To be clear, I'm not a PyPy dev so I'm just answering from a general
Python perspective here.

> Always inject resources, and do all cleanup at the top level
> ------------------------------------------------------------
>
> It was suggested on python-dev (XX find link) that a pattern to avoid
> these problems is to always pass resources in from above, e.g.
> ``read_newline_separated_json`` should take a file object rather than
> a path, with cleanup handled at the top level::

I suggested this and I still think that it is the best idea.

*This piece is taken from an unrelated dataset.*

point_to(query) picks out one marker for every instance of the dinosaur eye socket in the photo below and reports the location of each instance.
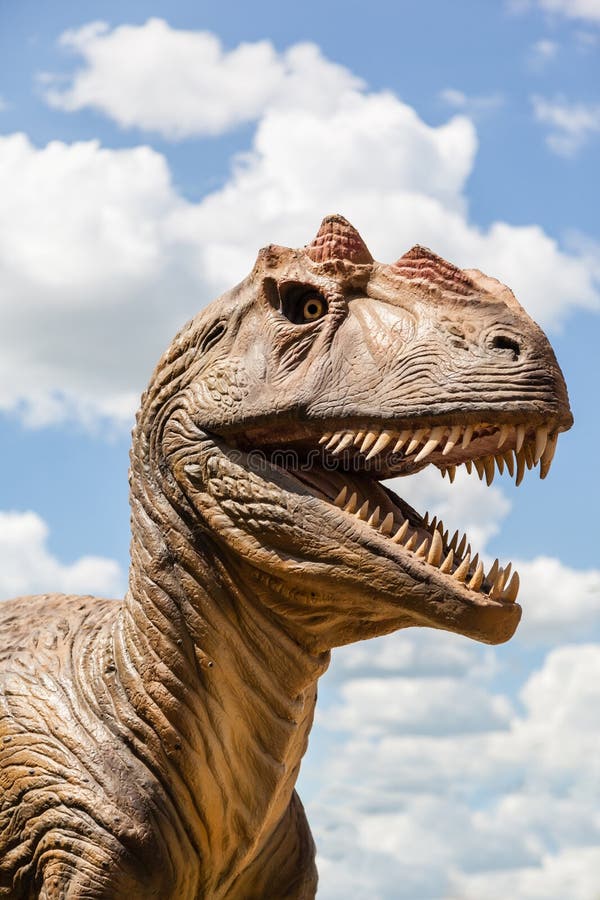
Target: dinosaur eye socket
(313, 308)
(301, 303)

>   def read_newline_separated_json(file_handle):
>       for line in file_handle:
>           yield json.loads(line)
>
>   def read_users(file_handle):
>       for document in read_newline_separated_json(file_handle):
>           yield User.from_json(document)
>
>   with open(path) as file_handle:
>       for user in read_users(file_handle):
>           ...
>
> This works well in simple cases; here it lets us avoid the "N+1
> problem". But unfortunately, it breaks down quickly when things get
> more complex. Consider if instead of reading from a file, our
> generator was processing the body returned by an HTTP GET request --
> while handling redirects and authentication via OAUTH. Then we'd
> really want the sockets to be managed down inside our HTTP client
> library, not at the top level. Plus there are other cases where
> ``finally`` blocks embedded inside generators are important in their
> own right: db transaction management, emitting logging information
> during cleanup (one of the major motivating use cases for WSGI
> ``close``), and so forth.

I haven't written the kind of code that you're describing so I can't
say exactly how I would do it. I imagine though that helpers could be
used to solve some of the problems that you're referring to though.
Here's a case I do know where the above suggestion is awkward:

def concat(filenames):
    for filename in filenames:
        with open(filename) as inputfile:
            yield from inputfile

for line in concat(filenames):
    ...

It's still possible to safely handle this use case by creating a
helper though. fileinput.input almost does what you want:

with fileinput.input(filenames) as lines:
    for line in lines:
        ...

Unfortunately if filenames is empty this will default to sys.stdin so
it's not perfect but really I think introducing useful helpers for
common cases (rather than core language changes) should be considered
as the obvious solution here. Generally it would have been better if
the discussion for PEP 525 has focussed more on helping people to
debug/fix dependence on __del__ rather than trying to magically fix
broken code.

> New convenience functions
> -------------------------
>
> The ``itertools`` module gains a new iterator wrapper that can be used
> to selectively disable the new ``__iterclose__`` behavior::
>
>   # XX FIXME: I feel like there might be a better name for this one?
>   class protect(iterable):
>       def __init__(self, iterable):
>           self._it = iter(iterable)
>
>       def __iter__(self):
>           return self
>
>       def __next__(self):
>           return next(self._it)
>
>       def __iterclose__(self):
>           # Swallow __iterclose__ without passing it on
>           pass
>
> Example usage (assuming that file objects implements ``__iterclose__``)::
>
>   with open(...) as handle:
>       # Iterate through the same file twice:
>       for line in itertools.protect(handle):
>           ...
>       handle.seek(0)
>       for line in itertools.protect(handle):
>           ...

It would be much simpler to reverse this suggestion and say let's
introduce a helper that selectively *enables* the new behaviour you're
proposing i.e.:

for line in itertools.closeafter(open(...)):
    ...
    if not line.startswith('#'):
        break  # <--------------- file gets closed here

Then we can leave (async) for loops as they are and there are no
backward compatbility problems etc.

-- 
Oscar